Die Nachricht ist relevant für Betreiber von Web-Services, Betreiber kritischer Infrastruktur und internationale IT-Security-Teams. Stand: 01/2026. Im folgenden Text analysiere ich technische Folgen, betriebliche Auswirkungen und praktische Handlungsschritte. Ich nenne Zahlen, Vergleiche und konkrete Empfehlungen.
## Was der Ausbau technisch bedeutet
Eine Verdoppelung der Kapazität erhöht die rohe Bandbreite, die Angriffe verarbeiten kann. Bandbreite allein löst nicht alle Probleme. Effektive Abwehr kombiniert Bandbreite mit intelligenter Erkennung. Moderne Plattformen trennen Rauschen von echten Angriffen.
Radwares Upgrade umfasst neue Mitigation-Engines in allen Cloud-Zentren. Diese Engines filtern Traffic schneller und feinkörniger. Unternehmen profitieren von kürzeren Reaktionszeiten und geringerer Servicebeeinträchtigung.
Die Konsequenz für Betreiber ist konkret. Mehr Kapazität reduziert das Risiko, dass legitime Verbindungen wegen Überlastung abbrechen. Bei regionalen Ausbrüchen kann die lokale Abschwächung die Ausfallzeit um Minuten statt Stunden verkürzen. In der Praxis bedeutet das: bessere Verfügbarkeit für Endkunden.
## Warum DDoS-Angriffe heute wachsen — Treiber und Techniken
Angreifer arbeiten zunehmend mit Automatisierung. KI-gestützte Tools steigern die Effektivität. Botnetze werden komplexer und verteilter. Diese Faktoren erhöhen die Angriffsfrequenz und -schwere.
Auch Multi-Vector-Angriffe nehmen zu. Solche Angriffe kombinieren Volumenströme mit Anwendungsschicht-Exploits. Das erschwert die Detektion. Netzwerksensoren sehen oft nur Teile des Musters.
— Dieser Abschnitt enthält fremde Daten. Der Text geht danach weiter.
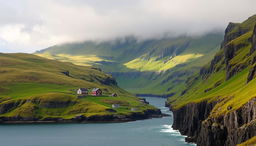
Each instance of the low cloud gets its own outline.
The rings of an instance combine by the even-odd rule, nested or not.
[[[134,35],[223,31],[256,11],[255,0],[0,0],[0,51]]]

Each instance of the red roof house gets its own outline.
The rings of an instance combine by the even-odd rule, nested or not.
[[[101,91],[100,88],[93,88],[91,94],[92,94],[93,96],[100,96],[100,95],[102,95],[102,91]]]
Unternehmen reagieren mit mehreren Maßnahmen. Sie erhöhen Kapazität und setzen auf verhaltensbasierte Erkennung. Laut Studien/Branchenberichten melden viele Anbieter höhere RPS-Werte als noch vor zwei Jahren. Wie Anwender berichten, verschieben Angreifer ihre Taktik bei Gegenmaßnahmen sehr schnell.
## Volumenangriffe versus Anwendungsangriffe — Konkrete Unterschiede
Volumenangriffe zielen auf Überlastung. Sie erzeugen enorme Datenmengen. Ein Angriff mit 30 Tbps würde die Leitungskapazität vieler Provider sprengen.
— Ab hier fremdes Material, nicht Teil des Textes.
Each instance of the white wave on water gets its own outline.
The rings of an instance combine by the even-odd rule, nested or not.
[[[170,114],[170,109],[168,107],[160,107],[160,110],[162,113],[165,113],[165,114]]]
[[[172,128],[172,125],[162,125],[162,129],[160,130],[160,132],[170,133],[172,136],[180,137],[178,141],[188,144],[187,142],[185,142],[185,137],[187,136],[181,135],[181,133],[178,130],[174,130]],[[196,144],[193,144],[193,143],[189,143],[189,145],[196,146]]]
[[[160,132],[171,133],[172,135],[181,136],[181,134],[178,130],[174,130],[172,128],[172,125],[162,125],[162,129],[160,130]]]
Anwendungsangriffe treffen die Anwendungslogik. Sie nutzen viele legitime HTTP-Anfragen. Eine HTTPS-Flood mit Millionen Requests pro Sekunde belastet Server-Threads und Application-Layer-Funktionen.
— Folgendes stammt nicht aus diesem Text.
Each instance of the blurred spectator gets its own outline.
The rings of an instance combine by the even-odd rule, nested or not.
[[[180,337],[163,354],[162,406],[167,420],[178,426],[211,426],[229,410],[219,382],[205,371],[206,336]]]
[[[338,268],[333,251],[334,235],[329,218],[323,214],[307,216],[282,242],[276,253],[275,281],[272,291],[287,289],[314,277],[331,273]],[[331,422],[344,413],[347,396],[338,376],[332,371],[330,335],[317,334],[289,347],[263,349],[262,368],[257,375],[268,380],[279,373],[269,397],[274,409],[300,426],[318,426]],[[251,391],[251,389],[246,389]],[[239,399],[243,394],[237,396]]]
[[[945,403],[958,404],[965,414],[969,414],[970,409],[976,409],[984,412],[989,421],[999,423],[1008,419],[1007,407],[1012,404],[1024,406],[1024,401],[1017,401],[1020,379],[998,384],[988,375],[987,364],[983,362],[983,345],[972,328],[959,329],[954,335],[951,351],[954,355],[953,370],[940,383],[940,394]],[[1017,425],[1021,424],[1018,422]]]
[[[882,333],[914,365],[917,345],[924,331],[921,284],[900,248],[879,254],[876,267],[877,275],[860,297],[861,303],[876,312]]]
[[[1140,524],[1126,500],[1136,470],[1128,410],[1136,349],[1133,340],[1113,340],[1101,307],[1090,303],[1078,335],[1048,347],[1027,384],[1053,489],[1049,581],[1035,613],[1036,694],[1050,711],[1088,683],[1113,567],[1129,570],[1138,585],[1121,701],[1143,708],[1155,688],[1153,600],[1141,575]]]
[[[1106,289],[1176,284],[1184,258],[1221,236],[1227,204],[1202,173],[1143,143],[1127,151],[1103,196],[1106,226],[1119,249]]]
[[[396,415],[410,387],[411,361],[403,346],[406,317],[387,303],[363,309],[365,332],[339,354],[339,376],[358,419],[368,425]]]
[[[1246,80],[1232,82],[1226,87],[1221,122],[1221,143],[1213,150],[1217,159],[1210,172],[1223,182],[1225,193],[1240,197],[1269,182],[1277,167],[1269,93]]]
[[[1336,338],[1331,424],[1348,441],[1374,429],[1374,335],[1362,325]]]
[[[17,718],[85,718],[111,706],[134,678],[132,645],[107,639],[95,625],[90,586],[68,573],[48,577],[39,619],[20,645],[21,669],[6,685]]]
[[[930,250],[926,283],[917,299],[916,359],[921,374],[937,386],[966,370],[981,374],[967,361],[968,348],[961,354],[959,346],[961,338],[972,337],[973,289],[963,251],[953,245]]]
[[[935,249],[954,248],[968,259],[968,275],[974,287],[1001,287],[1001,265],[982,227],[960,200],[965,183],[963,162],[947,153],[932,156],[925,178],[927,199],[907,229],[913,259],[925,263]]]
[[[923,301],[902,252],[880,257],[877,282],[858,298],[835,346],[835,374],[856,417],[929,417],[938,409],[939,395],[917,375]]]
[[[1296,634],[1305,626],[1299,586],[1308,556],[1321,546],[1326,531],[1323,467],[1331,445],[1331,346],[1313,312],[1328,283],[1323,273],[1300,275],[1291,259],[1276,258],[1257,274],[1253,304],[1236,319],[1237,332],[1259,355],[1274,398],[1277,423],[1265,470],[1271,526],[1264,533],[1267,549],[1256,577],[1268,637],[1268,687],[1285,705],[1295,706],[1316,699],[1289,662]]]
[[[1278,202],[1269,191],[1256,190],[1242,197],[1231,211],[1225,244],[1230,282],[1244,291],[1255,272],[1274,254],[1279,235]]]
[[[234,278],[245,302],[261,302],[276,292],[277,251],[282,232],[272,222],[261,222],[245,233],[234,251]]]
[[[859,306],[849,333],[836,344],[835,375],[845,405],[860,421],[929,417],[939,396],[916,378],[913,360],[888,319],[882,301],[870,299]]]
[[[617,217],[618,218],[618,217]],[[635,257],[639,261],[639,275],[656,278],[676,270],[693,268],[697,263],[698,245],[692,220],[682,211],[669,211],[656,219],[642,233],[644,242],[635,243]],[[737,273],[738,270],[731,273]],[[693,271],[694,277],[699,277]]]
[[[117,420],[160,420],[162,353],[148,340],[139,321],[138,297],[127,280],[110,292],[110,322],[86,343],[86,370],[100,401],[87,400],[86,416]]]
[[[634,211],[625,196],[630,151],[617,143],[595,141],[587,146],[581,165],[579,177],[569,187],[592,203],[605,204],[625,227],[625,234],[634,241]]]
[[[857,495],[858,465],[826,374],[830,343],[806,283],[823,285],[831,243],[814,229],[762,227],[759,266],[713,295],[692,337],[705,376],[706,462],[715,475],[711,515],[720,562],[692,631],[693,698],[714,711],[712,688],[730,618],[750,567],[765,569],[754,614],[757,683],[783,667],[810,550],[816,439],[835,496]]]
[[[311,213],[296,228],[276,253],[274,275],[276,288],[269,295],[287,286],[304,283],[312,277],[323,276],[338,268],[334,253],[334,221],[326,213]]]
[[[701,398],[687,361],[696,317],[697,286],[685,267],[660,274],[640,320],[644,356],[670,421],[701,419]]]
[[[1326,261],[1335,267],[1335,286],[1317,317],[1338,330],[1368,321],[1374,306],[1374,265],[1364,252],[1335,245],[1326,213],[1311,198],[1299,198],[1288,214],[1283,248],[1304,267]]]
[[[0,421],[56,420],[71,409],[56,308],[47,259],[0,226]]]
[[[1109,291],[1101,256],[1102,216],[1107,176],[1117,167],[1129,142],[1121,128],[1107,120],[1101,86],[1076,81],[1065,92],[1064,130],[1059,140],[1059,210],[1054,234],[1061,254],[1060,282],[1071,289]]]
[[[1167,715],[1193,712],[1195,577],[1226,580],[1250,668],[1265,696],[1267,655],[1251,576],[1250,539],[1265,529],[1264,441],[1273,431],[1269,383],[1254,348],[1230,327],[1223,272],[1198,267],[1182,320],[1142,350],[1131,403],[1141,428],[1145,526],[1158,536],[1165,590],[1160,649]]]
Die Abwehr muss beide Ebenen adressieren. Bandbreitenpuffer stoppen Volumen. Intelligente Filter erkennen Muster in Anwendungsaufrufen. In Tests reduzieren passende Lösungen Fehlalarme und halten legitimen Traffic stabil.
## Architektur: Lokale Mitigation und Latenzvorteile
Radwares Netzwerk setzt auf lokale Abschwächung in Cloud-Sicherheitszentren. Das reduziert die Wegstrecken, die Traffic durchlaufen muss. Kürzere Wege senken die Latenz für regionale Nutzer.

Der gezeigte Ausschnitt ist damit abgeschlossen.